Manitoba Hydro has released its expert Concepts Panel report, "Potential Use of Submarine or Underground Cables for Long Distance Electricity Transmission in Manitoba." The study was commissioned following publications by Professor John Ryan on the use of submarine cables in Lake Winnipeg and innovative methods for transporting long submarine cables to the lake.
The five-member expert panel investigated the future use of 500 kV AC and DC submarine and underground cable concepts for a potential transmission line extending from the lower Nelson River to the Winnipeg vicinity. The study found that with current cable technology and unproven cable transportation methods, a 500-kV AC submarine cable under Lake Winnipeg is not a viable option at this time.
The study focused on potential application for future north-south transmission in the post Bipole III context.
This study and report explored concepts and concluded that considerably more time and investment in detailed research and engineering is necessary to validate the concept of a submarine cable for Lake Winnipeg and to mitigate risks.
"We are pleased to have a better understanding of the potential application of these innovative ideas in the Manitoba context" said Bob Brennan, President and CEO of Manitoba Hydro.
"I would like to thank and acknowledge the Panel members' expertise and diligence in this challenging work and specifically to thank John Ryan, who put the idea of an underwater cable on the public agenda and who developed several concepts for transporting long lengths of cable by rail," said David Farlinger (P.Eng, F.E.I.C), Concept Panel chair.
For the sake of comparison, the report examined six illustrative routes. An overhead line was used to serve as the base reference case, while five others each employed a segment or segments of submarine or underground cable along with overhead lines, that were referred to as hybrid lines.
For purposes of this Panel's review, and for completeness, it was assumed that the fourth major transmission line from northern generation to southern load centers could be either DC or AC.
Some conclusions of the study include:
- With current cable technology and unproven cable transportation methods, a 500 kV AC submarine cable under Lake Winnipeg is not a viable option at this time.
- If the Manitoba Hydro system develops to accommodate a fourth Bipole of any mode (overhead or hybrid), and together with further research and technological advances, a 500 kV DC submarine or underground cable may be a viable option.
- Future transmission development should proceed on the basis of overhead, underground and submarine in that order of preference. Studies and circumstances at the time would determine the actual choice.
- Once all overhead and underground options have been exhausted, further research on long length cable transportation by train, related transportation handling and installation may be initiated.
- The life expectancy of an overhead line is approximately 100 years.
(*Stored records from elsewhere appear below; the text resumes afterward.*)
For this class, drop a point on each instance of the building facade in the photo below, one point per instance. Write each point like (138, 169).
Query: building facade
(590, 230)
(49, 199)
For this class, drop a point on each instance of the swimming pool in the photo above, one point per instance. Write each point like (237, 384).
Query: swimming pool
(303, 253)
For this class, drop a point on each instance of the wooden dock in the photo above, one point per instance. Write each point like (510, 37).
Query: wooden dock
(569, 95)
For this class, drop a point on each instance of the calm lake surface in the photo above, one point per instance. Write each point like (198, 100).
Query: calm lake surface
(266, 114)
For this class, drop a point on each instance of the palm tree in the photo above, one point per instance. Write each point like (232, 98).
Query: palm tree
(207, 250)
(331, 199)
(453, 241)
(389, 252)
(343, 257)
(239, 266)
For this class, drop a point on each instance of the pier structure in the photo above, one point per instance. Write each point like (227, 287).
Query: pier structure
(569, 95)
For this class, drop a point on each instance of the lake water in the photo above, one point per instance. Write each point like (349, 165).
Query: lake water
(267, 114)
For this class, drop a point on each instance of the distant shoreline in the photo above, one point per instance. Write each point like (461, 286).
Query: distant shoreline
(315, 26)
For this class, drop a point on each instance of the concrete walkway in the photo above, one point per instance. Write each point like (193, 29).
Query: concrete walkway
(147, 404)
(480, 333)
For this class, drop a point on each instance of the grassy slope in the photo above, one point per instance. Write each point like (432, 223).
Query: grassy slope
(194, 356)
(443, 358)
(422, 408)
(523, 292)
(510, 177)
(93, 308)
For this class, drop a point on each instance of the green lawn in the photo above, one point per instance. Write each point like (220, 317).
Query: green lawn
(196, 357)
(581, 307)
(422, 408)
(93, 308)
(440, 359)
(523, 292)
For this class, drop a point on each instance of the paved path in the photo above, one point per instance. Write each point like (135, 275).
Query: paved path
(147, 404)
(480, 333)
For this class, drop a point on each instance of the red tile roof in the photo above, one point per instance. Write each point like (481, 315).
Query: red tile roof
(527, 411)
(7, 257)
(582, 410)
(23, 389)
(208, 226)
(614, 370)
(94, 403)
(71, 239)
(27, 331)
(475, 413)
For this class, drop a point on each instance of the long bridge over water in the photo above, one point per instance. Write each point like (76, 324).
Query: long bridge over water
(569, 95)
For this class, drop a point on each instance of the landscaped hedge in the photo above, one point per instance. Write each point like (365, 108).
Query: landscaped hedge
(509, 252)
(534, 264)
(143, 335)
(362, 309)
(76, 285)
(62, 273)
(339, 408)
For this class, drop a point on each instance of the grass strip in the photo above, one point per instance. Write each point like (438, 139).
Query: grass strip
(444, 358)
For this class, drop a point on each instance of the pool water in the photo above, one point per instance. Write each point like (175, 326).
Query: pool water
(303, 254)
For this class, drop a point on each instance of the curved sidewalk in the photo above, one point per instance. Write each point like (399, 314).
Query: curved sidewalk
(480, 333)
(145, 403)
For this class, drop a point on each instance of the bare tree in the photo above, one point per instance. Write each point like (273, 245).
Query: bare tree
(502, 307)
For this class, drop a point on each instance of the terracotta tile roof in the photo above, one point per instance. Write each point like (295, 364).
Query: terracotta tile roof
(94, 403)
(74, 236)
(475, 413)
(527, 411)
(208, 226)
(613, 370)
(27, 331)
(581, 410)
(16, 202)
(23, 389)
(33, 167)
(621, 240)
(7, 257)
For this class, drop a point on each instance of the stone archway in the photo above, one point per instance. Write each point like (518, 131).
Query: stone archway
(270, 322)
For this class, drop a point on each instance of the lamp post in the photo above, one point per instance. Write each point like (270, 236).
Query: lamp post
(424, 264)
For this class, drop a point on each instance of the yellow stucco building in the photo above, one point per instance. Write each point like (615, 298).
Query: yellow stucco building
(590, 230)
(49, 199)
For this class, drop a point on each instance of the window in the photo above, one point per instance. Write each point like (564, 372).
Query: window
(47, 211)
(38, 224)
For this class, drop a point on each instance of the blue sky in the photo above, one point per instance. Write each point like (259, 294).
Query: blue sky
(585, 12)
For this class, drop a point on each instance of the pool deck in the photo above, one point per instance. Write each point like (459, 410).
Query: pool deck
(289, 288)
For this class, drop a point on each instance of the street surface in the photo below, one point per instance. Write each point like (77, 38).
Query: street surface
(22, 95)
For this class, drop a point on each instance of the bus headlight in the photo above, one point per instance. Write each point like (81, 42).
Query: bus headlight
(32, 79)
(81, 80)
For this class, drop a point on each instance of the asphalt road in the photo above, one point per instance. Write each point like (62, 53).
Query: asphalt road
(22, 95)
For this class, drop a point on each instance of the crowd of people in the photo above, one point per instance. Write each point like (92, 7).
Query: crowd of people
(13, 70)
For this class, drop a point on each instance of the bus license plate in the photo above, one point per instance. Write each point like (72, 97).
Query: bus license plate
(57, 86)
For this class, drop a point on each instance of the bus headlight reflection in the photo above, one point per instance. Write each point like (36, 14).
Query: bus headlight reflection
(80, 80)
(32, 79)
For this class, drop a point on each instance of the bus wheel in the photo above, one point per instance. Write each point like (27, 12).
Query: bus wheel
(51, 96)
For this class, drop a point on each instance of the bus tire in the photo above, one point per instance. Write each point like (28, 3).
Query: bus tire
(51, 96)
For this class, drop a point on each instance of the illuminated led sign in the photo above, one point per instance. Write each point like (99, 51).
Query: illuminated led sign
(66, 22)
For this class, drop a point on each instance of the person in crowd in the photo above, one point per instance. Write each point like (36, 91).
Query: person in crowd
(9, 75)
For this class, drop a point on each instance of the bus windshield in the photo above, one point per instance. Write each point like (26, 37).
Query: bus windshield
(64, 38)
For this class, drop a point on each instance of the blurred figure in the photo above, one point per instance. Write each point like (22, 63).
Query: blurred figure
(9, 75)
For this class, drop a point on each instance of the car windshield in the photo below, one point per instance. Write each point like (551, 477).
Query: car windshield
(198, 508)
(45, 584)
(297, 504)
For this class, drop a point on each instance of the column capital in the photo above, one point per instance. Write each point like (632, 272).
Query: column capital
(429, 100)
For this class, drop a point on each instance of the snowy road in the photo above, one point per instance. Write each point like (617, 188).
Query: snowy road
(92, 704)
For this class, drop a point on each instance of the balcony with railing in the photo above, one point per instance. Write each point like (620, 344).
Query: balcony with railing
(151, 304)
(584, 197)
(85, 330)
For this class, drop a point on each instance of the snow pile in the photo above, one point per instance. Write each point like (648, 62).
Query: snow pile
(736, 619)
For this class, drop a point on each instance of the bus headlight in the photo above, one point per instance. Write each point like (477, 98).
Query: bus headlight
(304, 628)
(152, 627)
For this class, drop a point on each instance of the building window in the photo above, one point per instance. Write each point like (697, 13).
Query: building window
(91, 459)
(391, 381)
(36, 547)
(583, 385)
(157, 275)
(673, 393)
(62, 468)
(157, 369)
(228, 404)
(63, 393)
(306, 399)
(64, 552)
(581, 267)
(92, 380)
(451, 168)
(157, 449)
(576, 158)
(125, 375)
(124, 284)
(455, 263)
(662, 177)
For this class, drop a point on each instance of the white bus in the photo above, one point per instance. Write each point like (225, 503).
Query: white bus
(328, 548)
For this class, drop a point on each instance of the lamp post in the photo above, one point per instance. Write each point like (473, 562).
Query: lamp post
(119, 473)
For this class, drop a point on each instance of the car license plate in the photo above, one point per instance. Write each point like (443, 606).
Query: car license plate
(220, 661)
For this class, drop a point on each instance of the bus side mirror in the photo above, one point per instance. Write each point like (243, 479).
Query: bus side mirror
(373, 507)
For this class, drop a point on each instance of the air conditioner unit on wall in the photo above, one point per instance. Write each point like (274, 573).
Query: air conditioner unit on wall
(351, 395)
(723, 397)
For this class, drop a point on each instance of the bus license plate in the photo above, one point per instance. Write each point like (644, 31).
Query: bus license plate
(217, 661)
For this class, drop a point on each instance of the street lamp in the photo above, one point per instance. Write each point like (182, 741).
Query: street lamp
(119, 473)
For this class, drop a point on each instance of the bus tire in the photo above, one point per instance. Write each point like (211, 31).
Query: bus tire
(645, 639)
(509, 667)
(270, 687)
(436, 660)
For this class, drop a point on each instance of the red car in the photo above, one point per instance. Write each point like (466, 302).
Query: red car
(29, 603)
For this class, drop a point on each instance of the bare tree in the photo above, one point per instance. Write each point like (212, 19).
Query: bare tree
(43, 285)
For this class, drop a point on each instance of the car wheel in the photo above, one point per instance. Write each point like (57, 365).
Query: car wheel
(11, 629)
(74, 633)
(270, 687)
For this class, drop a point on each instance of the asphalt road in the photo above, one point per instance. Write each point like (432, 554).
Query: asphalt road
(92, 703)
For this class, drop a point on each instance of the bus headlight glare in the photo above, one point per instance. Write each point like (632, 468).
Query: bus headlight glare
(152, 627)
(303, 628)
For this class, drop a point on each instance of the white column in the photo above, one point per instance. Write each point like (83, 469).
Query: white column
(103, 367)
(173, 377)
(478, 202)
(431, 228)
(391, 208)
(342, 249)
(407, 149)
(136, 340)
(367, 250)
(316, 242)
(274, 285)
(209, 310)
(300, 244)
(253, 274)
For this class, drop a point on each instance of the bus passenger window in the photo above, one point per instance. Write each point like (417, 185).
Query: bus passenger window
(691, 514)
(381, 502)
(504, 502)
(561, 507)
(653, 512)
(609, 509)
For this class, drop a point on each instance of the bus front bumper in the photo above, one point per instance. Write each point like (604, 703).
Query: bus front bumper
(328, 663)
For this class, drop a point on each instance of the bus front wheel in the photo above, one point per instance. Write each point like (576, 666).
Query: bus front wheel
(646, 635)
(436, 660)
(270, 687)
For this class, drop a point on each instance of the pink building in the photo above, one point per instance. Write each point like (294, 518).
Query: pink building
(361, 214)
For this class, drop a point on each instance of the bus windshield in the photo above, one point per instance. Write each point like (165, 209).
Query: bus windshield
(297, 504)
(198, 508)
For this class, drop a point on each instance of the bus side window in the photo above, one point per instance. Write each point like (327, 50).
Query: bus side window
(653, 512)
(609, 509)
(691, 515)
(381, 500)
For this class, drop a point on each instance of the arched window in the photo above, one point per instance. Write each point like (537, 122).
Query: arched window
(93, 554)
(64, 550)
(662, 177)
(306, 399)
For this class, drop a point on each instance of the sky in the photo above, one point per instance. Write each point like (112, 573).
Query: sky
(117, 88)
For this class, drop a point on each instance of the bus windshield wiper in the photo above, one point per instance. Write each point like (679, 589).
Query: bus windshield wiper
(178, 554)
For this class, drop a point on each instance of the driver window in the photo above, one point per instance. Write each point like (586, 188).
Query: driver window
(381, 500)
Life expectancy for an underground or submarine cable is approximately 40 to 50 years.
- The repair time for underground cables is considerably less than for submarine cables. A spare cable for submarine and underground options would minimize forced outage times.
- Based on years of operating experience with long transmission lines in Manitoba, an overhead transmission line should have higher reliability than a hybrid line.
- Because the world's ocean going cable laying fleet does not have access to Lake Winnipeg, a suitably equipped cable laying barge, dock and cable handling facilities would need to be constructed at a Lake Winnipeg harbor.